Question: Difference in means between sexes over time
0
selplat2110 wrote:

Hello,

I have males and females across time for various phenotypes. I first began by binning my data in 20 year increments.

``````Data\$cuts <- cut(Data\$year, breaks = c(seq(min(Data\$year), max(Data\$year), 20), max(Data\$year)), labels = FALSE)
``````

This now produces a cut or bin with a value from 1-8 for every individual in my dataset.
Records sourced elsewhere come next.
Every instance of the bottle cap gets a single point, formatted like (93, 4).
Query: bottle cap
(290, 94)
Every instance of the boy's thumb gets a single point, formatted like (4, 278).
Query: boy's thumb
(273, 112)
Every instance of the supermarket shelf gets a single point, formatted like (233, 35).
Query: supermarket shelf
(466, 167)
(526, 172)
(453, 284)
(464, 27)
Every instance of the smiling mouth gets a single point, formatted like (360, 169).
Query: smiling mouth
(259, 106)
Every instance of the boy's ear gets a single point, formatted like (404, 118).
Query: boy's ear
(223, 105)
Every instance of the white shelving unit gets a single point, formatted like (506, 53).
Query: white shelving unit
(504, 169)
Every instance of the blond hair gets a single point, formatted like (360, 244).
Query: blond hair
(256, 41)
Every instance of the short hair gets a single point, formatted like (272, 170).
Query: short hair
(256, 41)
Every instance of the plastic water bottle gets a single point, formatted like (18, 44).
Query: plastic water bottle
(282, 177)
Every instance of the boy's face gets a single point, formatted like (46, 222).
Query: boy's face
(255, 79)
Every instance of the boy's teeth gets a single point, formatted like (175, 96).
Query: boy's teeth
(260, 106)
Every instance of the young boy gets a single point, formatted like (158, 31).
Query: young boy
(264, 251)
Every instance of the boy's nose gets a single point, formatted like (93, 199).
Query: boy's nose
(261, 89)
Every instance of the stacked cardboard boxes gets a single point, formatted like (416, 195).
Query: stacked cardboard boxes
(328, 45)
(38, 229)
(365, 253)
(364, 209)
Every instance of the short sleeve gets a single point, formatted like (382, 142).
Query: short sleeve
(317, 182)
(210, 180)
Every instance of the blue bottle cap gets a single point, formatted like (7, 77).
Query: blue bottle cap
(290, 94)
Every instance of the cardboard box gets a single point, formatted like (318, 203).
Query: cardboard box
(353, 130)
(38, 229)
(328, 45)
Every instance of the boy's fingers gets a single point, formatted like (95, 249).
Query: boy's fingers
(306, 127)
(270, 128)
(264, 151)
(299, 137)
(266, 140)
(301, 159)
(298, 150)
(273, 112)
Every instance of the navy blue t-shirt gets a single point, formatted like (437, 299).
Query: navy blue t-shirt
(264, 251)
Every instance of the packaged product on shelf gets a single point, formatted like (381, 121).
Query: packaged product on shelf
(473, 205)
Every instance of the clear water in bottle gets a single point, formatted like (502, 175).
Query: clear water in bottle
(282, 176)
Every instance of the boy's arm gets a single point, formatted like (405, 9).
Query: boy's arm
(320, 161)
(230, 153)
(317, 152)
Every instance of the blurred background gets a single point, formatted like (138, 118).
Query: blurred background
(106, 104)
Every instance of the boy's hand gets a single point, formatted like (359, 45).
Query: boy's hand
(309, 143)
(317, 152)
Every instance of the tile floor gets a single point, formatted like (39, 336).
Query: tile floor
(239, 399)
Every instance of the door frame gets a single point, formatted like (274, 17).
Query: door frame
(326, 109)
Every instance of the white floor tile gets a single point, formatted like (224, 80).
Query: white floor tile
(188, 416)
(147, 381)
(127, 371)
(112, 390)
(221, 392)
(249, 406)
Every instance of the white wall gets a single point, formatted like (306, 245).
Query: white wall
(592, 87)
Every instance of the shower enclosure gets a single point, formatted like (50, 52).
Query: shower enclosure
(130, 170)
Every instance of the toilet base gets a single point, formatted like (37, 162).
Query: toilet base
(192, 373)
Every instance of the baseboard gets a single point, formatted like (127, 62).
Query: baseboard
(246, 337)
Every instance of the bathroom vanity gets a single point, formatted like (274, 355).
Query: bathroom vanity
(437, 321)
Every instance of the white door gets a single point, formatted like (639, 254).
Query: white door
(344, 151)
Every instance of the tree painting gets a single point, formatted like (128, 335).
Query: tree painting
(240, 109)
I then am trying to produce an output with the difference in mean between males and females in a trait for each bin of time.

``````for (i in 1:8) {
difmean <- c()
Mcuts <- DataM[ which(DataM\$cuts=='i'),]
Fcuts <- DataF[ which(DataF\$cuts=='i'),]
Mmean <- mean(Mcuts\$trait, na.rm = TRUE)
Fmean <- mean(Fcuts\$trait, na.rm = TRUE)
difmean <- c(Mmean-Fmean)
print (difmean)
}
``````

I get an output of the following:

 NaN  NaN  NaN  NaN  NaN  NaN  NaN  NaN

Any help would be greatly appreciated!

R • 110 views
modified 11 days ago • written 12 days ago by selplat2110
1

Got it, you use `'i'` instead of `i` in `DataM\$cuts=='i'` and it's never the string `'i'`

Thank you!! It is working now, much appreciated.

Is there a way to assess significance of a linear model with binned data? I pasted some code below that generates the regression line, but I don't get p-values from the summary. Maybe I need to bootstrap and just look at confidence intervals?

1

I think you should start a new thread for that question

Do `Data` and `DataM` and `DataF` have the same number of rows? Is `trait` a column in `DataM` and `DataF`?

DataM and DataF have a different numbers of rows, but the same columns. `\$trait` is a column in both datasets.

DataM and DataF were generated like so:

``````DataM <- Data[which(Data\$sex=="M"),]
DataF <- Data[which(Data\$sex=="F"),]
``````

Side note: Why use `which()` when just specifying `DataM<-Data[Data\$sex=="M",]` would work just fine?

You're right, it was just how I left it during processing.

0
selplat2110 wrote:

Update,

I was able to loop through and provide a mean difference, sample size for each sex, and total sample size.

``````Data\$cuts <- cut(Data\$year, breaks = c(seq(min(Data\$year), max(Data\$year), 20), max(Data\$year)), labels = FALSE)

DataM <- Data[Data\$sex=="M",]
DataF <- Data[Data\$sex=="F",]

mean.df <- as.data.frame(c())

for (i in 2:8) {
Mcuts <- DataM[which(DataM\$cuts==i),]
Fcuts <- DataF[which(DataF\$cuts==i),]
Mmean <- mean(Mcuts\$trait, na.rm = TRUE)
Fmean <- mean(Fcuts\$trait, na.rm = TRUE)
mean.df[i, "bin"] <- paste(i)
mean.df[i, "mean_dif"] <- paste(Mmean-Fmean)
mean.df[i, "ss_f"] <- paste(length(Mcuts\$cuts))
mean.df[i, "ss_m"] <- paste(length(Fcuts\$cuts))
mean.df[i, "ss_t"] <- paste(sum(length(Fcuts\$cuts),length(Mcuts\$cuts)))
}

lm1 <- lm(mean_dif ~ bin, data=mean.df)
plot(mean.df\$bin, mean.df\$mean_dif)
abline(lm1)
summary(lm1)
``````

Unfortunately, because this is binned data, the lm() command is unable to produce p-values. Is there a way to assess significance of the above trendline with binned data and account for the different sample sizes of bins?